Ces demandes de silence concernent d’abord les démons (Marc 1, 25 ; 1, 34 ; 3,12), puis les personnes guéries ou leur entourage (1, 44 ; 5,43 : 7,36 ; 8,26), enfin les disciples (8, 30 et 9, 9). Ce classement met en évidence une progression : les injonctions adressées aux esprits impurs (ou démons) soulignent la question de l’identité de Jésus ; après les guérisons, elles indiquent son refus d’associer son identité à son pouvoir de guérisseur. Enfin, le silence qu’il demande aux disciples a pour but de les aider à comprendre sa réelle identité.
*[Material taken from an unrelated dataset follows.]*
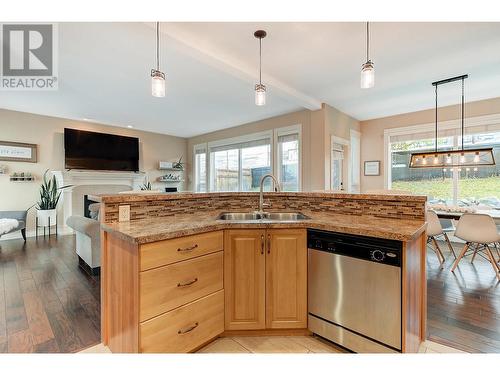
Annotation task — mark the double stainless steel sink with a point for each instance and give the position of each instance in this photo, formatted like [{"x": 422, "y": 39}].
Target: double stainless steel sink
[{"x": 267, "y": 216}]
Jésus ne guérit pas pour attirer les foules

Les premières injonctions s’adressent aux démons qui voudraient que les foules acclament Jésus et le poussent vers un messianisme triomphant qui l’empêcherait d’aller au bout de sa mission. Au chapitre 1, à l’esprit impur qui lui dit : « Je sais qui tu es : le Saint de Dieu », Jésus répond : « Tais-toi et sors de cet homme. » Les injonctions suivantes concernant les guérisons montrent la volonté répétée de Jésus de fuir la publicité et l’attirance des foules qui lui désobéissent et accourent vers lui. Au lépreux qu’il vient de guérir, Jésus dit : « Garde-toi de rien dire à personne, mais va te montrer au prêtre » (1, 44). Malheureusement, le lépreux néglige de tenir sa langue, au point que Jésus est obligé de se cacher à l’extérieur des villes. Aux parents de la jeune fille qu’il a relevée (« Talitha qoum ») alors qu’on la croyait morte, il fait « de vives recommandations pour que personne ne le sache » (5, 43)… La répétition de ce scénario souligne deux points. La discrétion est une des caractéristiques de son identité. Et l’injonction au silence donne en partie le sens des miracles : Jésus ne les accomplit pas pour attirer les foules, mais pour manifester la Bonne Nouvelle, la puissance de Dieu qui vient au secours de notre humanité, de même que Jésus chasse les démons, pardonne les péchés, vient au secours du manque de foi de ses interlocuteurs.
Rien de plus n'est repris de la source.